Senate panel’s report indicts 66 persons, including the Brazilian president, his three sons, four ministers and several officials. Two firms and 11 persons are named for serious crimes in the $300-million contract for Bharat Biotech’s vaccine.

Sao Paulo: In a devastating blow to President Jair Bolsonaro, the report of a senate probe into his government’s handling of the COVID-19 pandemic has charged the Brazilian far-right leader with nine offences, including crime against humanity and crime of responsibility. The report has also indicted the president and some of his top aides for malfeasance in the tainted deal for the purchase of 20 million doses of Covaxin made by Bharat Biotech, which has come under some scathing criticism. Two top executives of Bharat Biotech’s former business partner in Brazil, Precisa Medicamentos, have been indicted for “running an organised crime” besides committing fraud and forgery.

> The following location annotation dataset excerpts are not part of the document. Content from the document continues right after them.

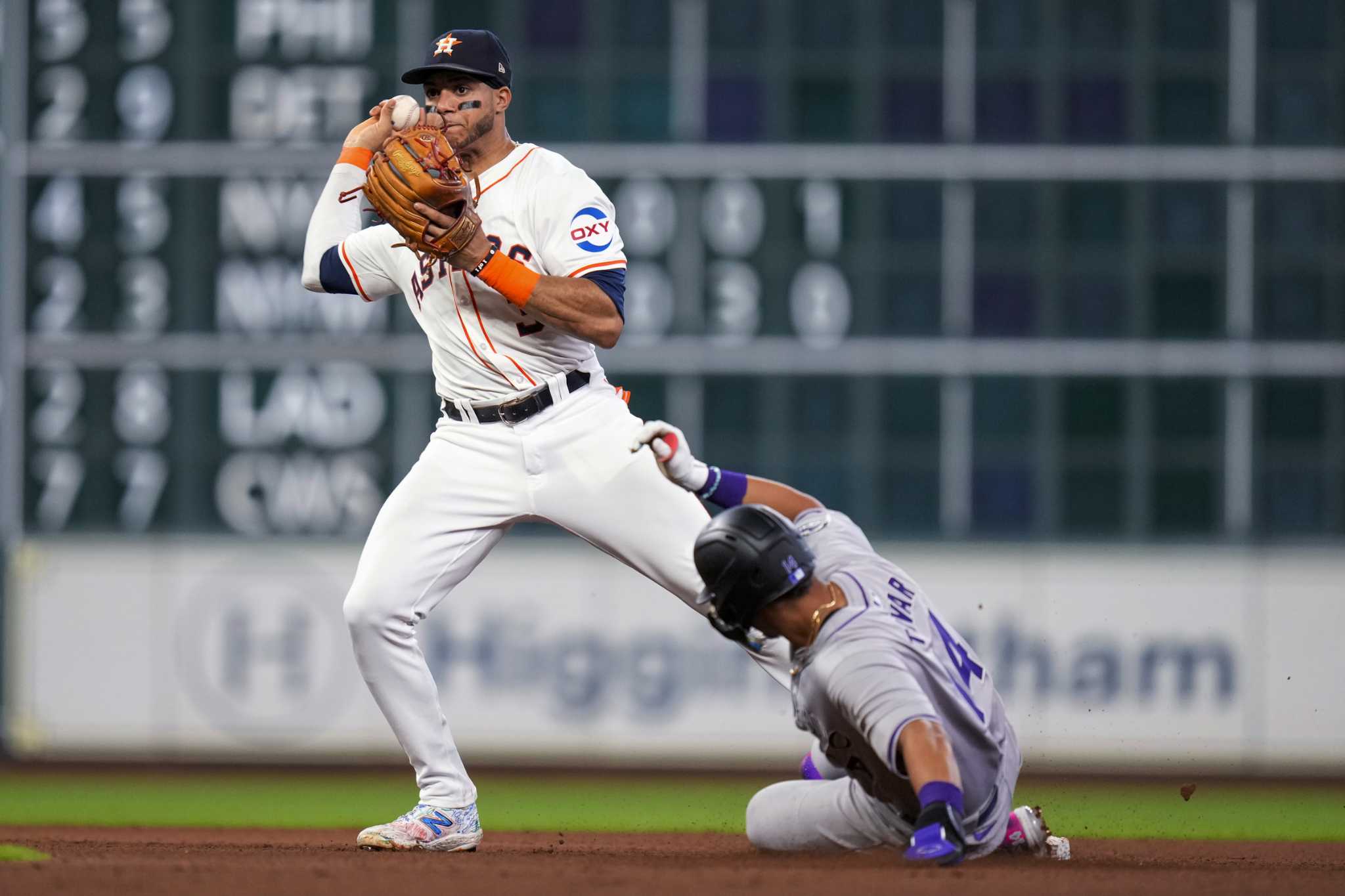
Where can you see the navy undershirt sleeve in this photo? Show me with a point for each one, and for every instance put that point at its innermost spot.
(613, 284)
(332, 274)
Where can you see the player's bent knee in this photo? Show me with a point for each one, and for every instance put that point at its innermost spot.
(763, 821)
(363, 612)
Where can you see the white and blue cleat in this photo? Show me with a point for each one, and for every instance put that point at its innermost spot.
(449, 830)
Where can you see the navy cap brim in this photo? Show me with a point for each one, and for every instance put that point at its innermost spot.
(422, 74)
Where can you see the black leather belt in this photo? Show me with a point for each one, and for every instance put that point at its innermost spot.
(518, 409)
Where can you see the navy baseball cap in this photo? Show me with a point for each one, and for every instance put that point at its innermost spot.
(470, 51)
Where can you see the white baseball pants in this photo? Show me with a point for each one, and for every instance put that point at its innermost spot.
(571, 465)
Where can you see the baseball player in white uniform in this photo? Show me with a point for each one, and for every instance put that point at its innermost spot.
(915, 736)
(530, 429)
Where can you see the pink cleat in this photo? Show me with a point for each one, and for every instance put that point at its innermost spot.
(1028, 834)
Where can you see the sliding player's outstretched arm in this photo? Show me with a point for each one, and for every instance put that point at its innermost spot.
(713, 484)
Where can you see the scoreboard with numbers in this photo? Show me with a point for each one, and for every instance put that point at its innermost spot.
(146, 445)
(919, 331)
(119, 249)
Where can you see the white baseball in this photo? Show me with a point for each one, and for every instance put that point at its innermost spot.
(405, 112)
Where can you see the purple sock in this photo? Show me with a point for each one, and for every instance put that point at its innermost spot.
(942, 792)
(724, 488)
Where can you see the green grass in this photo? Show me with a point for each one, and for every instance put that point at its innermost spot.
(1219, 809)
(16, 853)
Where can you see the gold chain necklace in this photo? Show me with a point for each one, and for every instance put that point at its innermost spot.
(818, 614)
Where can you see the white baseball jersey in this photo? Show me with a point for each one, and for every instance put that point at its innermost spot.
(537, 209)
(569, 464)
(884, 660)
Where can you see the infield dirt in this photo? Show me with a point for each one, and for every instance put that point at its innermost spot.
(210, 861)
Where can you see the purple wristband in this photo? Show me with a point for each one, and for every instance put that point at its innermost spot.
(942, 792)
(724, 488)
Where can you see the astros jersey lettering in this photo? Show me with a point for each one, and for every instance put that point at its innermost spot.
(884, 660)
(541, 211)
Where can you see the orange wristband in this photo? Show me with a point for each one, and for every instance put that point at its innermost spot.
(357, 156)
(509, 278)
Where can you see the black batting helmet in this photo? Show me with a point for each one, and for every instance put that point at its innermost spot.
(748, 557)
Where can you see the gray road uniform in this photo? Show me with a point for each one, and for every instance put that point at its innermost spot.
(885, 658)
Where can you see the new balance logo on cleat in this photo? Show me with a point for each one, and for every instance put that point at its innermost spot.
(432, 828)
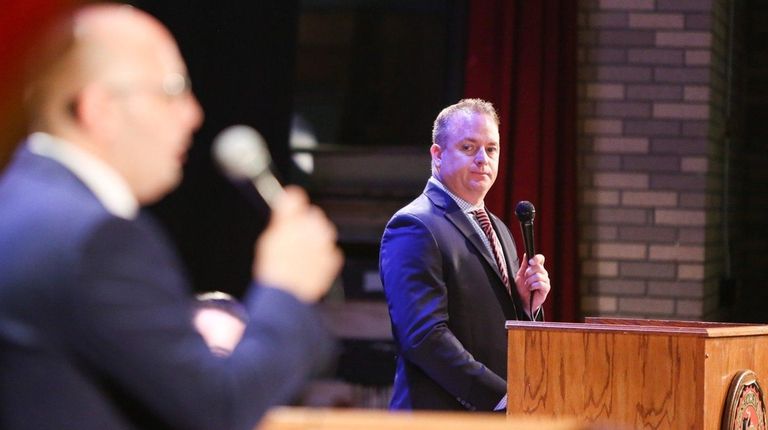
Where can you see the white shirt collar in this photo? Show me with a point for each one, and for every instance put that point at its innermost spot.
(104, 181)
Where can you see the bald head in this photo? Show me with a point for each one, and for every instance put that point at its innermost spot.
(110, 79)
(100, 43)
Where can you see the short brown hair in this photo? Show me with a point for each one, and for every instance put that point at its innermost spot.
(443, 123)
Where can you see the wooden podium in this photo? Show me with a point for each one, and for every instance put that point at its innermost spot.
(635, 373)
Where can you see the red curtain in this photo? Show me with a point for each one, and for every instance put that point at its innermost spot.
(521, 56)
(20, 21)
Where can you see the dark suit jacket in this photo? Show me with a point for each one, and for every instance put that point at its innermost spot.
(448, 306)
(95, 328)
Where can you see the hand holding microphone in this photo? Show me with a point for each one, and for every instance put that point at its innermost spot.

At a tension-filled chamber on Wednesday, the rapporteur of the parliamentary commission of inquiry (CPI), Senator Renan Calheiros, presented his report to the 11-member panel which will vote for its approval on Tuesday (October 26). Reading a summary of his report, which runs into 1,180 pages, the senator named Bolsonaro as the main culprit for uncontrolled COVID-19 infections in Brazil. The president, said the rapporteur, should be held responsible and investigated for nine crimes, including crimes against humanity, which could result in imprisonment; and crimes of responsibility, which may lead to the president’s impeachment. For all the nine crimes together, Bolsonaro can be sent to prison for up to 40 years. “The president has committed many crimes and he will pay for them,” Senator Omar Aziz, president of CPI, said at the beginning of the session on Wednesday.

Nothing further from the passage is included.